The sales jump in Ottawa last month is in sharp contrast to other big Canadian markets such as the Greater Toronto Area, where transactions fell more than 13 per cent year-over-year, and Vancouver, where sales plummeted 18.5 per cent compared with May 2024.
Czan said that while those markets are “showing signs of stagnation,” Ottawa is holding its own.
“Buyers and sellers are still able to transact fairly, with sale prices remaining close to list, even amid broader economic uncertainty,” he said, adding the Bank of Canada’s recent decision to hold its benchmark interest rate steady “may spur more activity” as buyers grow more confident.
The number of new listings in Ottawa rose 8.7 per cent from a year ago to 3,430 last month. OREB said there were 4,347 active residential listings at the end of last month, up 13.5 per cent from May 2024.
The overall composite benchmark price of a home in Ottawa was $629,800 last month, a 0.8 per cent increase from the same month a year ago.
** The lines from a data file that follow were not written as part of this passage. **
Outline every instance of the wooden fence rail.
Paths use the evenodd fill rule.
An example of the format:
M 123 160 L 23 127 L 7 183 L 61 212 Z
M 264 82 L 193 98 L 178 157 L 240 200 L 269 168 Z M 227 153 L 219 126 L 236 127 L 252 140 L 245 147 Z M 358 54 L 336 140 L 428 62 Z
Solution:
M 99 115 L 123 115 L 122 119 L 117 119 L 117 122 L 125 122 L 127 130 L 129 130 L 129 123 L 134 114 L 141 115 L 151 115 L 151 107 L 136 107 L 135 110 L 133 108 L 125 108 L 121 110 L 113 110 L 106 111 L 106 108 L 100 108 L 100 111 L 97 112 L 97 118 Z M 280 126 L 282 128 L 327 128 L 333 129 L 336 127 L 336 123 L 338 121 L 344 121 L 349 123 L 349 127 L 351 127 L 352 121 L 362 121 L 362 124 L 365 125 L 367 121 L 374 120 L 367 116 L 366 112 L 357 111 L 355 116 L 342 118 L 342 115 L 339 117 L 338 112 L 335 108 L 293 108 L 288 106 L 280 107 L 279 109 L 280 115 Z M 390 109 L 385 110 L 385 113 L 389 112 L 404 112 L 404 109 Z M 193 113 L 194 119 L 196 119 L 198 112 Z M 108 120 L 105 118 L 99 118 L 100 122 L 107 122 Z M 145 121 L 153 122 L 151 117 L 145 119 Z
The benchmark price for single-family homes was $700,000, up 0.6 per cent year-over-year, while the benchmark price for a townhouse/row unit was $446,900, a 3.4 per cent increase from a year earlier.
The average price of homes sold last month was $728,623, a 4.8 per cent increase from May 2024.
“This was the month Ottawa needed,” Brandon Reay, manager at RE/MAX Hallmark Realty Group, said in a news release. “May didn’t just outperform expectations; it brought us back in line with last year’s volume after a sluggish start to 2025.”
Still, Reay said he doesn’t expect a return to the overheated market conditions of earlier in the decade, when bidding wars were commonplace.
“Buyers are more cautious, more selective, and better informed than they were a few years ago,” he said.